France's minister of immigration and national identity, Eric Besson (left of centre), has launched a debate on French national identity. The opposition, however, has denounced the move as a purely political exercise ahead of March regional elections.
It’s a big day for Eric Besson. As France’s minister of immigration and national identity, Besson will spend the next three months encouraging and monitoring a debate on French national identity that he officially launched on Monday. Certain controversial ideas have already been floated, such as requiring schools to teach the national anthem.
Besson has reportedly sent an information kit to regional officials who have been charged with organising public meetings on the issue. The ruling Union for a Popular Movement (UMP) party’s parliamentary groups have also been invited to take part. And Besson’s team has launched an Internet site to gather the varied opinions of the French public on the issue, some of which are likely to be quite controversial.
But those within the political community did not wait for the official launch of the debate to make their opinions heard, with both the left and the right flooding Besson’s office with criticism soon after the debate was first announced on October 25.
The left-of-centre opposition has denounced the whole debate as a political exercise designed to drum up support ahead of March 2010 regional elections. “(French President) Nicolas Sarkozy wants to shore up his support among those who support the far-right National Front,” Benoît Hamon, the Socialist Party’s spokesman, told Europe 1 radio.
To prevent the government from gaining the upper hand on a topic so close to the hearts of its supporters, the anti-immigration National Front has criticised the UMP for not going far enough with the debate. Marine Le Pen, second in command at the National Front, on Wednesday requested an interview at the presidential palace.
In announcing his initiative, Besson has also attracted his share of criticism from the ruling party. High commissioner Martin Hirsch called the debate “100% political” and former minister of housing Christine Boutin denounced it as “very risqué”.
Results moved up
Having suffered in the past few weeks from controversies surrounding nepotism charges related to his son, Jean, and the suspected paedophilia tendencies of his minister of culture, Frédéric Mitterrand, Sarkozy has decided to steer the electorate onto safer topics: taxes, security and immigration.

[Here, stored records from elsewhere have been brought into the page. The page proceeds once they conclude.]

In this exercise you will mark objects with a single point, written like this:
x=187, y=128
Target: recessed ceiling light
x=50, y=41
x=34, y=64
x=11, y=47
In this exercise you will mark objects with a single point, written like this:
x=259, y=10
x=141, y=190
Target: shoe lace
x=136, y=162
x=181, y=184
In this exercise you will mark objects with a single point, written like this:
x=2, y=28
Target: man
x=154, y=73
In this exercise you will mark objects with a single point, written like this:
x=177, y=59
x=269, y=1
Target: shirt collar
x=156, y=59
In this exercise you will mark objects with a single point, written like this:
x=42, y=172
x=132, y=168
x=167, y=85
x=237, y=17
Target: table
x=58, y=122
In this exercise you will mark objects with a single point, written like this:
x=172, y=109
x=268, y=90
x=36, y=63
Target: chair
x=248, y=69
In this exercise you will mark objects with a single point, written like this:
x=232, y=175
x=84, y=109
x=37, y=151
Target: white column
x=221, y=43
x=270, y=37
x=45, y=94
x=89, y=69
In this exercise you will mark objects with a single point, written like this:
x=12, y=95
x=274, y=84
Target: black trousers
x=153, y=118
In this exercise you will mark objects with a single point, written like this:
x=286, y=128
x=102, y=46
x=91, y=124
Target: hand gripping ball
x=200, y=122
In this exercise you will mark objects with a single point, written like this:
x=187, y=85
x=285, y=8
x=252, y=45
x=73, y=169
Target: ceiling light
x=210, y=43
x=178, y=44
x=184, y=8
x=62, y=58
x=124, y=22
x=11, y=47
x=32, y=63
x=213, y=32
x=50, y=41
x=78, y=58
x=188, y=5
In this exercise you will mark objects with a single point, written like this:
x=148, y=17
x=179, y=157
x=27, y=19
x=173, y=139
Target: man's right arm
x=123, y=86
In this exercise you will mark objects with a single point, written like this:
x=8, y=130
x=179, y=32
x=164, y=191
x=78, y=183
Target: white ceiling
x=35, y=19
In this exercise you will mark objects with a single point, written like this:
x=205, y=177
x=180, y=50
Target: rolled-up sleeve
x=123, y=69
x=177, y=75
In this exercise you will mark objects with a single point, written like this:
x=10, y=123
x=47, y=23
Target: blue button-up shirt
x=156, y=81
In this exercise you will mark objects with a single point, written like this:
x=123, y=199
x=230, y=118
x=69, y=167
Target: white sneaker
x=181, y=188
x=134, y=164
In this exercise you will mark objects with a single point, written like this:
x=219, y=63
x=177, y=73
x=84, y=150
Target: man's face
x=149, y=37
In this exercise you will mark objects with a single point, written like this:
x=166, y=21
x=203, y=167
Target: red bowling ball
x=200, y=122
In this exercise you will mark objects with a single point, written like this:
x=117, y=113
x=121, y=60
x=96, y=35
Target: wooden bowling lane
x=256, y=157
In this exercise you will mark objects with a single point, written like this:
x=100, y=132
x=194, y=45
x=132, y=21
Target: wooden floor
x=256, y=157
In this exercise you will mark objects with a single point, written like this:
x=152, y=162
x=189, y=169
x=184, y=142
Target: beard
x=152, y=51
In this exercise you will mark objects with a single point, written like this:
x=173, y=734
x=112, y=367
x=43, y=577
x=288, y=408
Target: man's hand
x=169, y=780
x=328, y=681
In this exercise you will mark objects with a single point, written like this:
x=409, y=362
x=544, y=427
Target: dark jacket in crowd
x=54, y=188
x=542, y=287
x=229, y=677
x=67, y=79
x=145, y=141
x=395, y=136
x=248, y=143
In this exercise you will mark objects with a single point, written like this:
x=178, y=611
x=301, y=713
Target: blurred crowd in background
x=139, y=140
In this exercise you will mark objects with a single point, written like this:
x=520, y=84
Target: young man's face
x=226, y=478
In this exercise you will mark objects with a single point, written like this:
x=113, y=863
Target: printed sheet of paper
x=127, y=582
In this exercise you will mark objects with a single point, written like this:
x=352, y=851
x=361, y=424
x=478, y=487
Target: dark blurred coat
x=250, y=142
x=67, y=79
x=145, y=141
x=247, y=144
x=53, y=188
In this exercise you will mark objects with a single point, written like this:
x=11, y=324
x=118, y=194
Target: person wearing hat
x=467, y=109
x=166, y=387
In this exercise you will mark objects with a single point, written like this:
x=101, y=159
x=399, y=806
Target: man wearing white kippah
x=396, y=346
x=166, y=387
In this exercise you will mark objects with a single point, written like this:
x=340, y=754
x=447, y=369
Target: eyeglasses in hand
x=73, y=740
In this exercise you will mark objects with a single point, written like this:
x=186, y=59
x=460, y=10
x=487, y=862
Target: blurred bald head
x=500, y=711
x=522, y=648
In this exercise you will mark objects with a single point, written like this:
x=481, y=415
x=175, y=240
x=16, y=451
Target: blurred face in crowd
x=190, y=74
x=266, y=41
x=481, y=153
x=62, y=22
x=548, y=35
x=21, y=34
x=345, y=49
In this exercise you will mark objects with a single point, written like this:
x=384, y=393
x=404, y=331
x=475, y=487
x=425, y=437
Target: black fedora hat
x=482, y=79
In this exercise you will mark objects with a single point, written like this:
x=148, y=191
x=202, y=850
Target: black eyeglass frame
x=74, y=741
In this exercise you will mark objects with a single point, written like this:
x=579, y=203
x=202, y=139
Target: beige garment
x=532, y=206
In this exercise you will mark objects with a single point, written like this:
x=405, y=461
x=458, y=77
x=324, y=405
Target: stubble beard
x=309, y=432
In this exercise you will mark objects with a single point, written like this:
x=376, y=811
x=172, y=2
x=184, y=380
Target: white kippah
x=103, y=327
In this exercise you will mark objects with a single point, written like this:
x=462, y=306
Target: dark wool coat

In a bid to address critics who say the debate is merely an electoral ploy, Besson moved up the date for releasing the results by three weeks to February 4. He told Le Figaro daily that, in doing so, he wished to distance the release of the results somewhat from the March regional polls.
According to a CSA poll published by Le Parisien, 60 percent of those surveyed say they favour having a debate on the subject of national identity. But according to a separate poll by BVA-Canal+ published on Thursday, 64 percent think that the debate is, “above all”, a move geared toward mobilising right-wing voters ahead of regional elections.